Sixteen months after flooding and power loss – brought on by Hurricane Katrina – knocked out key telecommunications hubs along the Gulf Coast, a University of Missouri-Rolla researcher has developed a truly mobile solution to the communication problem.
Cellular and land-based phones both rely on a fixed physical infrastructure. In New Orleans, hurricane winds and flood waters from Lake Pontchartrain hindered rescue efforts by crumpling communication towers and knocking out power to many primary controllers and cell sites. Recovery efforts then slowed as police, fire and rescue personnel struggled to work together after the telecommunications network in Mississippi, Louisiana and Alabama was extensively damaged.
The new communication system uses a network of tiny, wireless devices and a dynamic programming-based protocol to provide first responders with the communication tools they need to plan a coordinated, effective response, says Dr. Jagannathan Sarangapani, professor of electrical and computer engineering at UMR.
The devices, called motes, are installed with wireless communications and use sensors to detect a myriad of variables from the environment. Developed to be deployed on emergency vehicles, the motes then pass this limited information to other nearby UMR motes in a high-tech version of a children’s telephone game, except the original and final messages are identical.
“If a sufficient number of motes with UMR communication networking protocols are deployed on emergency vehicles, then communication is not an issue and is available in real time: 24 hours a day, seven days a week,” Sarangapani says. “No fixed infrastructure is used for communication and therefore it’s reliable.”

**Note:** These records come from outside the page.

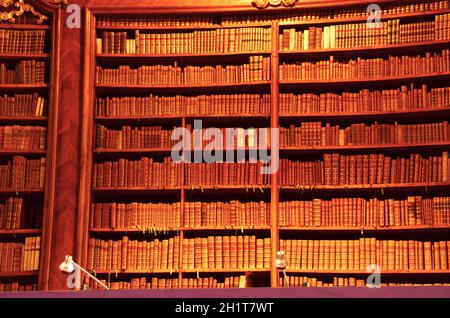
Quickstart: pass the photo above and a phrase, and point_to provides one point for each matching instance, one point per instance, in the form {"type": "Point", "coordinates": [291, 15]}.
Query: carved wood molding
{"type": "Point", "coordinates": [20, 7]}
{"type": "Point", "coordinates": [262, 4]}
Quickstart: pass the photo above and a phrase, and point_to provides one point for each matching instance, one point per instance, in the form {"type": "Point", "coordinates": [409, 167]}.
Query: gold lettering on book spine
{"type": "Point", "coordinates": [262, 4]}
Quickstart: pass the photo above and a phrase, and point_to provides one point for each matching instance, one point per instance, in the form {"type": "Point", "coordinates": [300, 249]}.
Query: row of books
{"type": "Point", "coordinates": [257, 70]}
{"type": "Point", "coordinates": [225, 252]}
{"type": "Point", "coordinates": [364, 34]}
{"type": "Point", "coordinates": [209, 41]}
{"type": "Point", "coordinates": [25, 72]}
{"type": "Point", "coordinates": [23, 137]}
{"type": "Point", "coordinates": [183, 105]}
{"type": "Point", "coordinates": [148, 216]}
{"type": "Point", "coordinates": [367, 68]}
{"type": "Point", "coordinates": [337, 13]}
{"type": "Point", "coordinates": [17, 287]}
{"type": "Point", "coordinates": [167, 283]}
{"type": "Point", "coordinates": [230, 138]}
{"type": "Point", "coordinates": [314, 134]}
{"type": "Point", "coordinates": [22, 42]}
{"type": "Point", "coordinates": [288, 16]}
{"type": "Point", "coordinates": [22, 174]}
{"type": "Point", "coordinates": [404, 98]}
{"type": "Point", "coordinates": [303, 281]}
{"type": "Point", "coordinates": [145, 216]}
{"type": "Point", "coordinates": [400, 99]}
{"type": "Point", "coordinates": [107, 20]}
{"type": "Point", "coordinates": [128, 255]}
{"type": "Point", "coordinates": [20, 257]}
{"type": "Point", "coordinates": [226, 214]}
{"type": "Point", "coordinates": [360, 212]}
{"type": "Point", "coordinates": [212, 174]}
{"type": "Point", "coordinates": [141, 173]}
{"type": "Point", "coordinates": [133, 138]}
{"type": "Point", "coordinates": [31, 105]}
{"type": "Point", "coordinates": [16, 213]}
{"type": "Point", "coordinates": [336, 169]}
{"type": "Point", "coordinates": [359, 254]}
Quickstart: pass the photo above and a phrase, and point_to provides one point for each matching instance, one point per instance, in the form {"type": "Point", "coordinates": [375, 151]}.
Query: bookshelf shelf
{"type": "Point", "coordinates": [228, 229]}
{"type": "Point", "coordinates": [191, 56]}
{"type": "Point", "coordinates": [125, 120]}
{"type": "Point", "coordinates": [181, 229]}
{"type": "Point", "coordinates": [20, 232]}
{"type": "Point", "coordinates": [24, 26]}
{"type": "Point", "coordinates": [384, 17]}
{"type": "Point", "coordinates": [150, 232]}
{"type": "Point", "coordinates": [425, 187]}
{"type": "Point", "coordinates": [358, 272]}
{"type": "Point", "coordinates": [219, 87]}
{"type": "Point", "coordinates": [273, 191]}
{"type": "Point", "coordinates": [403, 114]}
{"type": "Point", "coordinates": [114, 153]}
{"type": "Point", "coordinates": [37, 57]}
{"type": "Point", "coordinates": [400, 229]}
{"type": "Point", "coordinates": [377, 148]}
{"type": "Point", "coordinates": [23, 88]}
{"type": "Point", "coordinates": [364, 82]}
{"type": "Point", "coordinates": [182, 28]}
{"type": "Point", "coordinates": [6, 152]}
{"type": "Point", "coordinates": [23, 120]}
{"type": "Point", "coordinates": [228, 270]}
{"type": "Point", "coordinates": [19, 274]}
{"type": "Point", "coordinates": [408, 48]}
{"type": "Point", "coordinates": [149, 272]}
{"type": "Point", "coordinates": [21, 192]}
{"type": "Point", "coordinates": [134, 190]}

Currently available protocols do not guarantee that a route can be found. The UMR-developed protocol ensures that the message would find the shortest path to its base. It does this by trying to minimize the cost metric – energy multiplied by delay and divided by distance.
“The UMR motes use broadcast mechanism and neighbor discovery to identify relay nodes, which could be mobile, to the basestation,” Sarangapani explains. “Thus communication is not dependent upon any fixed infrastructure. Using the relay nodes, the information is passed around.”
In addition to providing a means of getting information to decision makers, the UMR-developed motes and protocol could be used to monitor civil infrastructure, perimeters and other structures, like levees. Traditional maintenance practices of “fail and fix” could be transformed into a “predict and prevent” methodology, Sarangapani adds.
The research is supported by a grant from the National Science Foundation’s Small Grant for Exploratory Research (SGER) program. NSF funds projects through its SGER program “to support fundamental science and engineering projects whose results may enable our country to better mitigate, prepare for, respond to, and recover from catastrophic events.”
The research project is one of a handful of projects being worked on at UMR’s Center Site on Intelligent Maintenance Systems, recently established by the National Science Foundation as part of NSF’s Industry/University Collaborative Research Center program. The new center focuses on enabling products and systems to achieve and sustain near-zero breakdown performance.